Чуянов, сдержанно-возбужденный, с отеками под усталыми глазами, обошел строй коммунистов, сказал им несколько слов:

— Вы — коммунисты. Вы — сталинградцы. Вы — лучшие люди города и знаете, куда и на какое дело идете. Я верю, что никто из вас не дрогнет перед врагом, не падет духом.

Взвод за взводом, рота за ротой уходили на фронт коммунисты. В первом взводе Александра Солодкова кто-то немолодо запел:

Сме-ло, то-ва-рищи, в но-огу!
Ду-хом о-кре-пнем в борь-бе-е…

Голос негромкий, глуховатый, но глубокая вера в святость мужественных слов, прозвучавших на выгоревших улицах, так была чиста, что взвод, взяв ногу, дружно подхватил:

В цар-ство сво-бо-о-оды до-ро-гу
Гру-у-удью про-ло-о-ожим се-бе-е.

Гремели выстрелы зениток. Ошалело визжали осколки. Горло першил смрадный дым, а песня не гасла:

Бра-тский со-юз и сво-бо-о-да —
Вот на-а-аш де-виз бо-е-вой!

Взводы, чеканя шаг по обожженному асфальту, шли по задымленным улицам, шли на переднюю линию огня.

* * *

Ольга Ковалева узнала о мобилизации коммунистов на другой день. Характер у нее был напористый, натура — сильная, волевая. Она пошла в райком партии. Там ее знали и с первого взгляда поняли, зачем она пришла.

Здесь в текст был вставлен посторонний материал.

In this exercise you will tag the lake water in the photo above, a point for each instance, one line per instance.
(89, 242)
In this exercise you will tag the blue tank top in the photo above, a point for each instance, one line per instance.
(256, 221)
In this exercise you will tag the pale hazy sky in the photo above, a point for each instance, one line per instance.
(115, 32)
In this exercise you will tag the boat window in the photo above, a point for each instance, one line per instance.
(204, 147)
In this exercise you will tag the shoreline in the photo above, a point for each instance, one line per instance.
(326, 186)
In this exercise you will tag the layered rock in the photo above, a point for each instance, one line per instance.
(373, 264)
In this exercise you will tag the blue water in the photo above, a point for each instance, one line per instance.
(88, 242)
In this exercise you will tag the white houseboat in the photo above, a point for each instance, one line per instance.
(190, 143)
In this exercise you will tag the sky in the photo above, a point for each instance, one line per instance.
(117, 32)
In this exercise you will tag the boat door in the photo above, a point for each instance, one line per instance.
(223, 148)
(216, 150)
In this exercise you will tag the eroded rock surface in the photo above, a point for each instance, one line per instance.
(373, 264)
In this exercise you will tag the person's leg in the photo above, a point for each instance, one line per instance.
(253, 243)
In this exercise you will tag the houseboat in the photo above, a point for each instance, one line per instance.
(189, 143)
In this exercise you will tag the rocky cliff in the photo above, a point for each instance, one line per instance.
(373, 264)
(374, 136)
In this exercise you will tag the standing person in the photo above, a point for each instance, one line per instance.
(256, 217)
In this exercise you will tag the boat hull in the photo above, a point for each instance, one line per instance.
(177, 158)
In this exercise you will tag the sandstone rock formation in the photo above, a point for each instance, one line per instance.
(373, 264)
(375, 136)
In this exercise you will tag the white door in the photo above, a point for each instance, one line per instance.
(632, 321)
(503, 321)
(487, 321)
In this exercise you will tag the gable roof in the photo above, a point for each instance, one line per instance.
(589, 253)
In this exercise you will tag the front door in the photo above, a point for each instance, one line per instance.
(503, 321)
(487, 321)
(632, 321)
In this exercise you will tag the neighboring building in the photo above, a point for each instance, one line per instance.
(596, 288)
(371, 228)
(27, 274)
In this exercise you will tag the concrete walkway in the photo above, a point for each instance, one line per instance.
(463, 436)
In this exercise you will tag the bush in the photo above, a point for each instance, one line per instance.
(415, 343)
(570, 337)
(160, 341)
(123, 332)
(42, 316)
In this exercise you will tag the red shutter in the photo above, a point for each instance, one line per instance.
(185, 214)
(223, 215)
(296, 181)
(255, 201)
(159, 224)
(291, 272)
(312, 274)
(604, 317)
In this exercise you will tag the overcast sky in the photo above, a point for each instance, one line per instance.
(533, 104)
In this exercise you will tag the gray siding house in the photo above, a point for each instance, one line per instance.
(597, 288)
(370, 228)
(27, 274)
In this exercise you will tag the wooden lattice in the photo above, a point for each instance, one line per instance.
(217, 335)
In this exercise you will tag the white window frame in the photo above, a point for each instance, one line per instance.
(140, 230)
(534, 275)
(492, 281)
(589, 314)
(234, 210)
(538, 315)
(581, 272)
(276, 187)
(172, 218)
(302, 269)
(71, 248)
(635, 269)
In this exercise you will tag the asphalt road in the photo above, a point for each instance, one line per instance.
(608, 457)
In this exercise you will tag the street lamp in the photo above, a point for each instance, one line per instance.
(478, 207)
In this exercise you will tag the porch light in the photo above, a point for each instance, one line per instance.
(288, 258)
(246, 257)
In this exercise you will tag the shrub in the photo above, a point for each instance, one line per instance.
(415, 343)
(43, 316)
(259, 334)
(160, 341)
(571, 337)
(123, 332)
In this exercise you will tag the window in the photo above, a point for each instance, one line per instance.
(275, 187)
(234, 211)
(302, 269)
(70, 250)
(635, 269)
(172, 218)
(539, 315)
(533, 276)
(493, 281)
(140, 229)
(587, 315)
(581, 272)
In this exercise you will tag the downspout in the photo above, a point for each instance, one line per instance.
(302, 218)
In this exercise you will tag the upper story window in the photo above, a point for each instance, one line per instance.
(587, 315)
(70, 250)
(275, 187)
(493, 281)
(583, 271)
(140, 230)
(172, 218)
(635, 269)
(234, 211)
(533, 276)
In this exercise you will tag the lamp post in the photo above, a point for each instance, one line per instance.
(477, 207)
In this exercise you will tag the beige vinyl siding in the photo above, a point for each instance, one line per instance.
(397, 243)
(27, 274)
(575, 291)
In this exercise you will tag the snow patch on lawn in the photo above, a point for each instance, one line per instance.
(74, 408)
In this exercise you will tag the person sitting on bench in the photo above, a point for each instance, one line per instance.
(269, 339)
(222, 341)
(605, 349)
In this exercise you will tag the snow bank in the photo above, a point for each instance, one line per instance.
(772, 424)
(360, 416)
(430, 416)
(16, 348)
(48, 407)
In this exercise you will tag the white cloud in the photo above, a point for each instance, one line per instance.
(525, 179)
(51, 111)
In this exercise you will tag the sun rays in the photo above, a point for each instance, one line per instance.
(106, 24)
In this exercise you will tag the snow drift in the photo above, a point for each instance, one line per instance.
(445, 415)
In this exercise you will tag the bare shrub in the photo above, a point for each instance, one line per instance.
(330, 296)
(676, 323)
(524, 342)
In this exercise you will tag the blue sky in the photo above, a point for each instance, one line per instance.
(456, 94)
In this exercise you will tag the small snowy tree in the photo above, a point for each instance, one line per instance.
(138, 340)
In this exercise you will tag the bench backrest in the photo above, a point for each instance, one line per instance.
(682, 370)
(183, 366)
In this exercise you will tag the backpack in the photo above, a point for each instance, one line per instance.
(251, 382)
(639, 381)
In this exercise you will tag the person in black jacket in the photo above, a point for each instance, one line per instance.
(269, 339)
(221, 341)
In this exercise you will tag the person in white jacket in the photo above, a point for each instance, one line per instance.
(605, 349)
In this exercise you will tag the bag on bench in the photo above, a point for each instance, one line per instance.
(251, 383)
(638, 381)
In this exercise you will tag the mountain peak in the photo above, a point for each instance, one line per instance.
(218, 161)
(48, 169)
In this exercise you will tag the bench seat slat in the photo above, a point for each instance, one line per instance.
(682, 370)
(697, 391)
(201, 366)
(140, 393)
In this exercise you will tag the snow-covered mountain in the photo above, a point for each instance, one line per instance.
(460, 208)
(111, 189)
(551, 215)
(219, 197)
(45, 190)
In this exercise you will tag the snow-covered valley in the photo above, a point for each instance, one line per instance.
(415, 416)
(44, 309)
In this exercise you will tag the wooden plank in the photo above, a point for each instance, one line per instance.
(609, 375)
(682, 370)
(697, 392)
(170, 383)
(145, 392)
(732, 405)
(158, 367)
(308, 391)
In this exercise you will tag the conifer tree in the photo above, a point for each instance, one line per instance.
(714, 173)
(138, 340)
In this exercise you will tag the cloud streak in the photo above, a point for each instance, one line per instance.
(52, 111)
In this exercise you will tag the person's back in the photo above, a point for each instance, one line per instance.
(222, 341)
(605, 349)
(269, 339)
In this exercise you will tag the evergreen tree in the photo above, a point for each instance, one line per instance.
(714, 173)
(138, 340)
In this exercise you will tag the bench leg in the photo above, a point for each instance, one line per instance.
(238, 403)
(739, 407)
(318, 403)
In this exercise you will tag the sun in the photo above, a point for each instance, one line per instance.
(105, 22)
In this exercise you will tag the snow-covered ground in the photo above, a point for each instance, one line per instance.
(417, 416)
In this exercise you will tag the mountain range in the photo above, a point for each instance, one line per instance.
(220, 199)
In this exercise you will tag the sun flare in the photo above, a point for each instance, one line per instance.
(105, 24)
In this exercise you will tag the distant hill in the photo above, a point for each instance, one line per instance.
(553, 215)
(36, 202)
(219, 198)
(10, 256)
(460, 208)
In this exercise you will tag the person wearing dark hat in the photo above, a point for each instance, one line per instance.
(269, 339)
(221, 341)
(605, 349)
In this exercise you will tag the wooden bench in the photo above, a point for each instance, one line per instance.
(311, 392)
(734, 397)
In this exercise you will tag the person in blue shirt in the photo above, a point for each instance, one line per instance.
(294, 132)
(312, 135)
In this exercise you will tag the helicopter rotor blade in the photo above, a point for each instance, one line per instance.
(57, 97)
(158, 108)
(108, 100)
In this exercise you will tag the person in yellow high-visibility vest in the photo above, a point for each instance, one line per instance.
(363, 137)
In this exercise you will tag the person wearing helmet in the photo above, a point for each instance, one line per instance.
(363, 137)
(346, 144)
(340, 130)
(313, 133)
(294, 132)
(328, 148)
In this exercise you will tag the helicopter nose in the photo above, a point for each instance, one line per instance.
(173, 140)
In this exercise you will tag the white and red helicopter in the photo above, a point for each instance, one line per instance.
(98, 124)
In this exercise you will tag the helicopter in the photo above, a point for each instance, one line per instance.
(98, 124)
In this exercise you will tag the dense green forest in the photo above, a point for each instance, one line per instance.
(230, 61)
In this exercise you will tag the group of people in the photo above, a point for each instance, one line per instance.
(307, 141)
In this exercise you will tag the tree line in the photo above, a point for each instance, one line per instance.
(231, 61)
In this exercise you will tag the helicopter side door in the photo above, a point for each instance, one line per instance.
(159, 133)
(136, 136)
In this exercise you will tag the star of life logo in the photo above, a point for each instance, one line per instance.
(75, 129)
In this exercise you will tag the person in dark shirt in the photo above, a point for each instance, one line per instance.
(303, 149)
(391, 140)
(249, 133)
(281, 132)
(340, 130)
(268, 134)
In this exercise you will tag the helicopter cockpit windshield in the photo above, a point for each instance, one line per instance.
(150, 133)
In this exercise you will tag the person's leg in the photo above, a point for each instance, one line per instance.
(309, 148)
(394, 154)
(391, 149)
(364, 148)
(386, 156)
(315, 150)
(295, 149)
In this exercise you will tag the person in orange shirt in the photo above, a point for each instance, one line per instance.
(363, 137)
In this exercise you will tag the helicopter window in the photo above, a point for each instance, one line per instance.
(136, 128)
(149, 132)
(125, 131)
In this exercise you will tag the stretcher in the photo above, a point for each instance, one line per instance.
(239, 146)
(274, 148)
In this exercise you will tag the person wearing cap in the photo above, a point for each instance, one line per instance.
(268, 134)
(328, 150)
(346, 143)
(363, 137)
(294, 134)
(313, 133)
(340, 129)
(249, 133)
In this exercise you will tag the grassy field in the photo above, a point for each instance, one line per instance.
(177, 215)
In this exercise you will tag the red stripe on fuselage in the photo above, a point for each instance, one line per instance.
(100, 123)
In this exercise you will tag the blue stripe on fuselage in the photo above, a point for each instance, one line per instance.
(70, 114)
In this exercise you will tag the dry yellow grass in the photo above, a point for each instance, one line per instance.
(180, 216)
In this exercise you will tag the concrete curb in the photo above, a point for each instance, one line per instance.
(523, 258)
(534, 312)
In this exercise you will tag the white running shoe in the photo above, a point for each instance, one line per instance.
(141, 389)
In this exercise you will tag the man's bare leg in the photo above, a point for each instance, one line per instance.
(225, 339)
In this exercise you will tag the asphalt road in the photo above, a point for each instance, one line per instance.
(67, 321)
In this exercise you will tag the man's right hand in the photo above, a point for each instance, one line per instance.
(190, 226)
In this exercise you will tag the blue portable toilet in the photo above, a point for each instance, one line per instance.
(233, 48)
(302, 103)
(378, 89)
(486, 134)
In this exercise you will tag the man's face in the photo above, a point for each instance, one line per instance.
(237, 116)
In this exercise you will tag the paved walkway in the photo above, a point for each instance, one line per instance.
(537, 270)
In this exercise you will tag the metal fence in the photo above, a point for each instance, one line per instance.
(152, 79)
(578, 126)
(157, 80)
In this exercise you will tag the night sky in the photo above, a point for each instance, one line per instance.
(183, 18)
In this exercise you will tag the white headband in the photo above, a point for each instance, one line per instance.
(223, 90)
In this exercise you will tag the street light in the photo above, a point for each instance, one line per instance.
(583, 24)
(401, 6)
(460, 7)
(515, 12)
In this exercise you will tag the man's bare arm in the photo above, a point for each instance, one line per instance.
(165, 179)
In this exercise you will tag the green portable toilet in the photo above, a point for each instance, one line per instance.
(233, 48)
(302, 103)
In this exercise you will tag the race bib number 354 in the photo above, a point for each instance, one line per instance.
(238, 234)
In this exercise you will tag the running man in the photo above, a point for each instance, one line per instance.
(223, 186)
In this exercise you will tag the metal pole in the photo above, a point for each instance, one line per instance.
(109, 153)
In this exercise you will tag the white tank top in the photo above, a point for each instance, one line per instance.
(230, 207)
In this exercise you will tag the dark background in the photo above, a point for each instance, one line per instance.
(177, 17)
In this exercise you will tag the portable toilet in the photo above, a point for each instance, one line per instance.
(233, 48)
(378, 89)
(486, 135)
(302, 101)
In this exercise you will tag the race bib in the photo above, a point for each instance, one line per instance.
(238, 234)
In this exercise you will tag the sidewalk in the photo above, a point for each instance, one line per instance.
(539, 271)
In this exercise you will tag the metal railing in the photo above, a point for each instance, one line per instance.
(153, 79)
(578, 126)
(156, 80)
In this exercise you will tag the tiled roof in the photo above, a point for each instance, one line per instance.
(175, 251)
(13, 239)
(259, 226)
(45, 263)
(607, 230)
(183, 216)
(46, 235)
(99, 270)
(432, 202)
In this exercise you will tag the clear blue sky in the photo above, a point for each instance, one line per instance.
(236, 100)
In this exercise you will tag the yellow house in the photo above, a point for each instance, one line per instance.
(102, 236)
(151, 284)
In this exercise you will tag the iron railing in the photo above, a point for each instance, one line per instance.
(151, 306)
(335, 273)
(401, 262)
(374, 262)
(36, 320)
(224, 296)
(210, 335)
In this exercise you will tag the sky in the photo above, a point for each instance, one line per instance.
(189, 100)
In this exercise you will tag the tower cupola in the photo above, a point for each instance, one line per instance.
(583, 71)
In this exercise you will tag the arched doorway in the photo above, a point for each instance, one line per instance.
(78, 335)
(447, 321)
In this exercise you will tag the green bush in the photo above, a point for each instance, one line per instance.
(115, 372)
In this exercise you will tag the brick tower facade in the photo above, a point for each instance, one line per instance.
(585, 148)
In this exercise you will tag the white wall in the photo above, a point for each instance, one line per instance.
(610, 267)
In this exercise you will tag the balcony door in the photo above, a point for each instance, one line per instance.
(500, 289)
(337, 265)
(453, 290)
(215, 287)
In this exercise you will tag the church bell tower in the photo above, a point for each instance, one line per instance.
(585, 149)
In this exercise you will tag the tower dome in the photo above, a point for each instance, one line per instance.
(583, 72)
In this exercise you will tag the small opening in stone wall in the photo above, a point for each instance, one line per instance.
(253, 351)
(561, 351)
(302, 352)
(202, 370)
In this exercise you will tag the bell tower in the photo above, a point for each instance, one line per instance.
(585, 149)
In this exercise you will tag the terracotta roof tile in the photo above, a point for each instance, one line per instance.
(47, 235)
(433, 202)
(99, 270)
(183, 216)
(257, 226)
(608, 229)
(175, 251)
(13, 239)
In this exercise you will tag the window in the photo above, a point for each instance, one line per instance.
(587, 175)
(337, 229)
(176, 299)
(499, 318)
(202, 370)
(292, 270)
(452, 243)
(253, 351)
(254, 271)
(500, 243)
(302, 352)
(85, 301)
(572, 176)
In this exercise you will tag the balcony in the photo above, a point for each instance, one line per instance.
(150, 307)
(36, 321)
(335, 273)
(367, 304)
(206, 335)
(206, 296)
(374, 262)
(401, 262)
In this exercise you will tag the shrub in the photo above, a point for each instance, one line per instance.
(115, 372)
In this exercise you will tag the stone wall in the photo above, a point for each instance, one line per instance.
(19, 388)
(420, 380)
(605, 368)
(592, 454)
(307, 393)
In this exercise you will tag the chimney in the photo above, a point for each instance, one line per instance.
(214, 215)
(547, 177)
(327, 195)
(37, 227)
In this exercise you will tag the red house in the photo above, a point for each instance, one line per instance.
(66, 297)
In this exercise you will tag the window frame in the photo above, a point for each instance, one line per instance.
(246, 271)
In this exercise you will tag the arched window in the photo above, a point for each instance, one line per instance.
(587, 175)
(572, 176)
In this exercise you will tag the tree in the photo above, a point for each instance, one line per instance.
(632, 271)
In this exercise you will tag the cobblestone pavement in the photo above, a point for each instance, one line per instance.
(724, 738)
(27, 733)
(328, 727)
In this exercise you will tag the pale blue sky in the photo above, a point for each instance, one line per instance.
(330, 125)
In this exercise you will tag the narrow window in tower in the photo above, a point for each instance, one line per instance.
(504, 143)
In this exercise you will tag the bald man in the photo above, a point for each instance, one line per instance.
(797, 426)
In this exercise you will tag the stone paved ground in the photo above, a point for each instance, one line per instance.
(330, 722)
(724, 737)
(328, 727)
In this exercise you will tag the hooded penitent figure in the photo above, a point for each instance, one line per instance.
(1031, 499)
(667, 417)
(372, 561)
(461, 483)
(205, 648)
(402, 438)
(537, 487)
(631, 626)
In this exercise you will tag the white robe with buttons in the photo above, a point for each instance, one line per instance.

— Здравствуйте, Алексей Иванович, — поздоровалась Ольга с секретарем. — Вы не забыли, что я член партии?

— Во-первых, Ольга, садитесь, а во-вторых, в чем дело? Рассказывайте.

— Во-первых, сяду, а во-вторых, Алексей Иванович…

— Я понимаю вас, товарищ Ковалева, — перешел секретарь на официальный тон.

— Значит, разговор будет коротким.

— Я в прятки играть не умею и своего мнения не изменю. Вы у нас единственная женщина-сталевар.

— Понятно. Не отпустите?

— На фронт — нет. Мы вам дадим другую работу, которую не всякому можно доверить. Дело, следовательно, вовсе не в жалости. Вам, возможно, придется на некоторое время покинуть город, переехать за Волгу.

— Мне?.. За Волгу?

— Не торопитесь. Я повторяю: мы вам дадим…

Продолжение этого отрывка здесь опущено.